Sensorium Arc: AI Agent System for Oceanic Data Exploration and Interactive Eco-Art
Noah Bissell, Ethan Paley, Joshua Harrison, Juliano Calil, Myungin Lee
TL;DR
The paper tackles the challenge of making ocean climate data accessible and emotionally resonant to the public. It introduces Sensorium Arc, a multimodal AI agent system that personifies the ocean through a modular multi-agent LLM pipeline grounded in retrieval-augmented generation and embodied via a Nautilus-inspired interface. Key contributions include the architecture (Visualization Decider, Query Rewriter, Responder), integration of NASA EarthData visuals and the Harrison archive, and an end-to-end pipeline that yields synchronized audiovisual outputs. This work proposes a new paradigm for human–machine–ecosystem interaction, enabling affective inquiry and co-authorship with non-human agents to foster ecological understanding and imagination.
Abstract
Sensorium Arc (AI reflects on climate) is a real-time multimodal interactive AI agent system that personifies the ocean as a poetic speaker and guides users through immersive explorations of complex marine data. Built on a modular multi-agent system and retrieval-augmented large language model (LLM) framework, Sensorium enables natural spoken conversations with AI agents that embodies the ocean's perspective, generating responses that blend scientific insight with ecological poetics. Through keyword detection and semantic parsing, the system dynamically triggers data visualizations and audiovisual playback based on time, location, and thematic cues drawn from the dialogue.

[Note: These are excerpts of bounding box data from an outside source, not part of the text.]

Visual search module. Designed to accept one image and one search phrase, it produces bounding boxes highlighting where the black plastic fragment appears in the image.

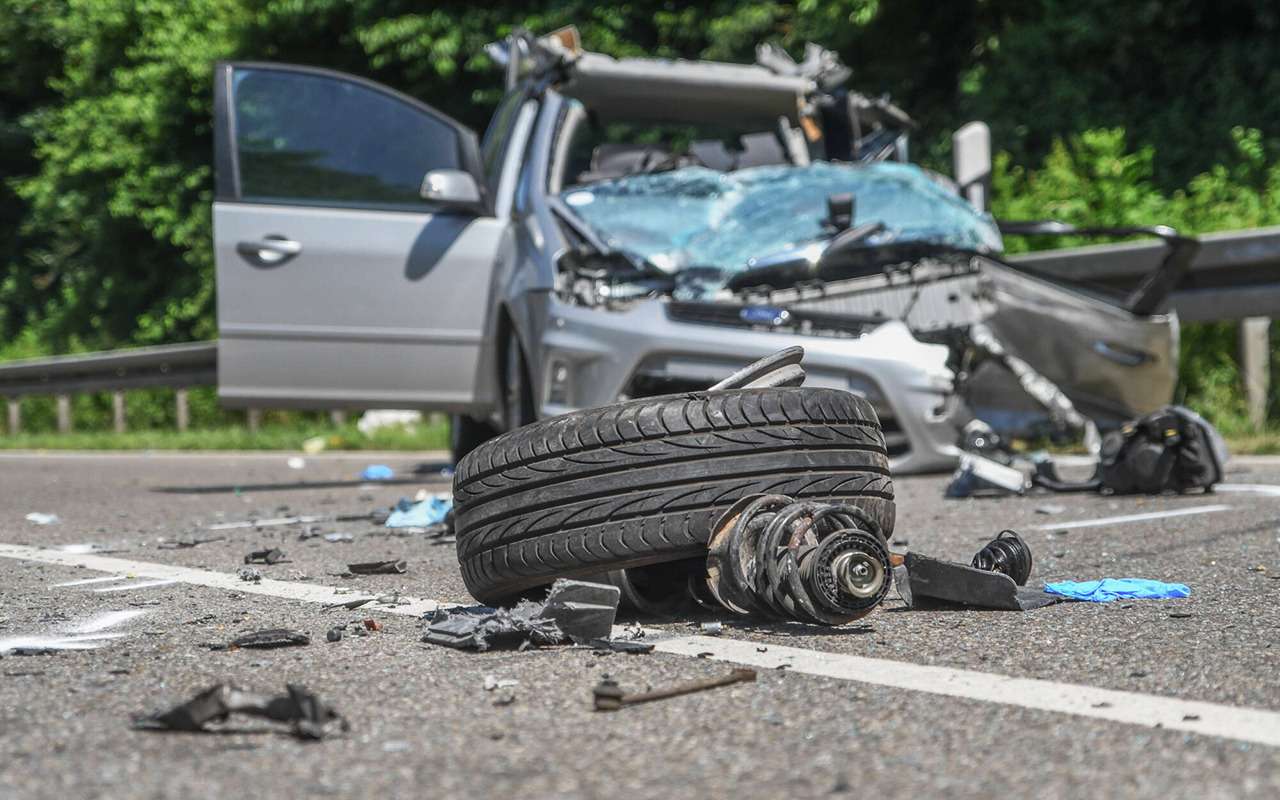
[895,553,1064,611]
[244,548,284,564]
[134,684,351,740]
[539,579,622,644]
[230,627,311,650]
[347,558,408,575]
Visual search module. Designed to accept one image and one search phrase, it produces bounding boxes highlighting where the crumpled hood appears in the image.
[562,161,1002,274]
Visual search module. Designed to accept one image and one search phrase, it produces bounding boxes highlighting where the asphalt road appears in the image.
[0,454,1280,800]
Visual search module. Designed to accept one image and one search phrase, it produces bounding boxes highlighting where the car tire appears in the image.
[502,334,535,431]
[453,388,895,604]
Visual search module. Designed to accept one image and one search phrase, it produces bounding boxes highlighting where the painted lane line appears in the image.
[93,577,178,594]
[52,575,129,589]
[1213,484,1280,497]
[654,636,1280,748]
[0,544,1280,748]
[1032,504,1231,530]
[0,544,442,616]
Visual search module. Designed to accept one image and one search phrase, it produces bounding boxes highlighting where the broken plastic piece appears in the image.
[230,627,311,650]
[422,600,568,653]
[347,558,408,575]
[593,668,755,712]
[134,684,351,740]
[360,463,396,480]
[945,453,1027,498]
[1044,577,1192,603]
[244,548,284,564]
[893,530,1061,611]
[539,579,622,644]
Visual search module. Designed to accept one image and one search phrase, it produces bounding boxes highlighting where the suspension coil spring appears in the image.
[973,530,1032,586]
[707,494,892,625]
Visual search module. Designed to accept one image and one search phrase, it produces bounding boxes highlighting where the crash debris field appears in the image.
[0,453,1280,797]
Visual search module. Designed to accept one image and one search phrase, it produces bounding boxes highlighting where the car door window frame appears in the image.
[214,61,493,214]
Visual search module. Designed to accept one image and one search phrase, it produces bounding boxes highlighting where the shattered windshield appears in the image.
[562,161,1001,276]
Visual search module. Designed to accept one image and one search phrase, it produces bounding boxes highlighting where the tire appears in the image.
[453,388,893,604]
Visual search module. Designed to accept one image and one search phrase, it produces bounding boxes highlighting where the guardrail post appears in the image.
[111,392,124,434]
[58,394,72,434]
[1240,316,1271,428]
[173,389,191,431]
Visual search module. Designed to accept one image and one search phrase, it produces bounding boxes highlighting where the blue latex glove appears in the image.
[387,497,453,527]
[360,463,396,480]
[1044,577,1192,603]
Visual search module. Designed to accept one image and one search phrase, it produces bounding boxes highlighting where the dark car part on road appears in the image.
[1032,406,1226,494]
[422,580,620,652]
[591,668,755,712]
[244,548,284,564]
[133,684,351,740]
[453,345,893,604]
[893,530,1064,611]
[707,494,892,625]
[347,558,408,575]
[225,627,311,650]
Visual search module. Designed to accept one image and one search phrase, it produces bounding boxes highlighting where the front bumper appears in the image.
[532,296,970,474]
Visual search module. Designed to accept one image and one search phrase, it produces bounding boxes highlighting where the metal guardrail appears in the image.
[1010,221,1280,323]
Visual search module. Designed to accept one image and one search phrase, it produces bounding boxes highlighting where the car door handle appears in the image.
[236,234,302,266]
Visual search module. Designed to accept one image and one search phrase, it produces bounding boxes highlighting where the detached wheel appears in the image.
[453,388,893,604]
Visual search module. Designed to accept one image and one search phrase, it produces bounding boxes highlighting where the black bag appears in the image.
[1032,406,1226,494]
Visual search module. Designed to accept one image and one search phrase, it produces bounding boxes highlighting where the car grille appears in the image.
[667,301,884,339]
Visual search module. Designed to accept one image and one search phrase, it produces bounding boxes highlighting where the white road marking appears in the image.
[206,517,329,530]
[645,636,1280,748]
[0,544,442,616]
[93,579,178,594]
[1213,484,1280,497]
[1032,504,1231,530]
[0,544,1280,748]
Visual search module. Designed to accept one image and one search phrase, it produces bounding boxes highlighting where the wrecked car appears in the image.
[214,31,1194,472]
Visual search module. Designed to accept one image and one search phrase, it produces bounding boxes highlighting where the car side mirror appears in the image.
[419,169,481,211]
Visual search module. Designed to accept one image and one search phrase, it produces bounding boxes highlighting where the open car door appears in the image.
[214,63,506,412]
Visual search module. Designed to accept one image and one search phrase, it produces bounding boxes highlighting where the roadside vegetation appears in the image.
[0,0,1280,449]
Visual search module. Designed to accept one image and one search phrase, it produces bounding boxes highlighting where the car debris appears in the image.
[591,668,756,712]
[422,579,620,653]
[244,548,285,564]
[347,558,408,575]
[133,684,351,741]
[1044,577,1192,603]
[156,536,227,550]
[705,494,892,624]
[209,627,311,650]
[895,530,1062,611]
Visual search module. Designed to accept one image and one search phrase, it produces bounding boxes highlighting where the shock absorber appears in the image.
[707,494,892,625]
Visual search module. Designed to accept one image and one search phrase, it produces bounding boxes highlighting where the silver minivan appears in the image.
[214,40,1178,472]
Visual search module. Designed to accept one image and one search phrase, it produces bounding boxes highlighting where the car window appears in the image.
[233,69,461,206]
[480,92,525,196]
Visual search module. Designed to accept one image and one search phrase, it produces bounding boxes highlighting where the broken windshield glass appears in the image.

Developed in collaboration with the Center for the Study of the Force Majeure and inspired by the eco-aesthetic philosophy of Newton Harrison, Sensorium Arc reimagines ocean data not as an abstract dataset but as a living narrative. The project demonstrates the potential of conversational AI agents to mediate affective, intuitive access to high-dimensional environmental data and proposes a new paradigm for human-machine-ecosystem.